VW-Chef Herbert Diess hat die Gewerkschaften im Herbst mächtig erschreckt, als er davon sprach, dass in Wolfsburg ein Abbau von 30000 Arbeitsplätzen nötig werden könnte. Sind Sie überrascht, dass er CEO geblieben ist?

Nein, denn Herr Diess hat Recht. Aber die Gewerkschaften wollen das nicht wahrhaben. Das ist leider ein Nachteil für VW.

Wird der Streit eskalieren müssen, bis eine Lösung gefunden wird?

Nein, der Abbau der Belegschaft wird einfach langsamer stattfinden, zu Lasten der Aktionäre.

VW überlegt gerade, die Sportwagensparte Porsche AG abzuspalten. Ergibt das einen Mehrwert für die Aktionäre?

Ja, denn Porsche hat einen Eigenwert von etwa 80 Mrd. Euro im Vergleich zum VW-Konzern mit rund 115 Mrd. VW müsste allerdings mehr als 50% abgeben, um das Potenzial auszuschöpfen.

Immerhin haben alle deutschen Automobilbauer die gleichen Be­dingungen.

Das glaube ich nicht. Oder wissen Sie, ob Tesla in der neuen Fabrik in Deutschland Gewerkschaften akzeptieren wird? Ich denke, Tesla wird versuchen, das zu vermeiden, – zum Vorteil der Tesla-Aktionäre.

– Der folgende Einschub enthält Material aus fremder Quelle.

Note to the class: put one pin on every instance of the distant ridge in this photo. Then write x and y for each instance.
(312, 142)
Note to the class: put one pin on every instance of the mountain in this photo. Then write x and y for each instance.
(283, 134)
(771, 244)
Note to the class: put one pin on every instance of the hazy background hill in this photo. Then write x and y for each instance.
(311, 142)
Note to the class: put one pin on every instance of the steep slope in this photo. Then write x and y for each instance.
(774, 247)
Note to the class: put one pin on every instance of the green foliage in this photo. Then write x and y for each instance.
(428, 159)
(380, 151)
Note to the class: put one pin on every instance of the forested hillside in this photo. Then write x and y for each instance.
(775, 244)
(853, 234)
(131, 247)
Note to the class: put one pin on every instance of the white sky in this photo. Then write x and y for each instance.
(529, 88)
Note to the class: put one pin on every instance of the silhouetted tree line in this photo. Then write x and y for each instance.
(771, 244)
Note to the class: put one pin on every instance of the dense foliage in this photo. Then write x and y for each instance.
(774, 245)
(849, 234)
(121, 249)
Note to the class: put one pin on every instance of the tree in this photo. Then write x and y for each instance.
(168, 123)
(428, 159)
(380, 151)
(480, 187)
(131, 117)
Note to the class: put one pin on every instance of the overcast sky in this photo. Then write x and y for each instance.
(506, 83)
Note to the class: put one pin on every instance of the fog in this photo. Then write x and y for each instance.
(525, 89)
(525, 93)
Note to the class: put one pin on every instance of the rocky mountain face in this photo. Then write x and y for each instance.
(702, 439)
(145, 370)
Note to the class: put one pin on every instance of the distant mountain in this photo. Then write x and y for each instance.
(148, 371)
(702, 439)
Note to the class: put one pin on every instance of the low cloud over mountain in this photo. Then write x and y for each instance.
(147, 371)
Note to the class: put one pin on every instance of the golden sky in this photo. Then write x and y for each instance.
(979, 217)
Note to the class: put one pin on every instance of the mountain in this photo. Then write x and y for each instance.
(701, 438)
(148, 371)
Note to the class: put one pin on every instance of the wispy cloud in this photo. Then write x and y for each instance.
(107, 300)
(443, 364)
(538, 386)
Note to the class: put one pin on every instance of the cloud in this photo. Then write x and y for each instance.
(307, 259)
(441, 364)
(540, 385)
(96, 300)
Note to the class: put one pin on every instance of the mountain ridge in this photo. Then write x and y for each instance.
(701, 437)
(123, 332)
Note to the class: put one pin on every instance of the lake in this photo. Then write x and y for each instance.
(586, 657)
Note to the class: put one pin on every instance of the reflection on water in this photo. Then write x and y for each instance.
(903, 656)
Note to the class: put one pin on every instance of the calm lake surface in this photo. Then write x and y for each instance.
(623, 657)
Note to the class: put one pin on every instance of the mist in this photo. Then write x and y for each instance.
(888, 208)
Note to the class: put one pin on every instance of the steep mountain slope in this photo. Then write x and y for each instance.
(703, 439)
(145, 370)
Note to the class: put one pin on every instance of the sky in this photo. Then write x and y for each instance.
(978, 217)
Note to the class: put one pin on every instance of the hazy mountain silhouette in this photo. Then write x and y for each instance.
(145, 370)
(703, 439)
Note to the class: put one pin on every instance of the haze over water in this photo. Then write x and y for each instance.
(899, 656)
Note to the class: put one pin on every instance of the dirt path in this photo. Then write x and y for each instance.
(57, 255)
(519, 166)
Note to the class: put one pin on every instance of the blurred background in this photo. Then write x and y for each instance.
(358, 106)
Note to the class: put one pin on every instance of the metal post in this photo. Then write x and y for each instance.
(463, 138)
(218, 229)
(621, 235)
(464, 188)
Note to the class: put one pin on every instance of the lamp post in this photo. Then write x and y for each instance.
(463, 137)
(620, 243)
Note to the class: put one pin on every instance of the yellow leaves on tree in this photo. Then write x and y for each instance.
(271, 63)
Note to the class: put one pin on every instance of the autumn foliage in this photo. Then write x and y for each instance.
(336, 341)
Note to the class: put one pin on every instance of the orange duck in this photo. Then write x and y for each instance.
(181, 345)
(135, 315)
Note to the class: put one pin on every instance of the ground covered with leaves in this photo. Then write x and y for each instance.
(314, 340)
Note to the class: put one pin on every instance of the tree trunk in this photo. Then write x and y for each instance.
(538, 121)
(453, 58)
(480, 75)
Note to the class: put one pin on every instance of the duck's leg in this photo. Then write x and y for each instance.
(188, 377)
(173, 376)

Deutschland hat eine neue Regierung. Was heißt das für die deutsche Automobilindustrie, die bisher immer auf den Rückhalt aus Berlin zählen konnte?

Das würde man gerne wissen. Ich glaube, es kommt darauf an, was für eine Umwelt- und Energiepolitik letztlich zum Vorschein kommt.

Also vorerst Hände weg von Automobilaktien?

Der Markt hat das schon vorweggenommen, Automobilaktien sind sehr preiswert.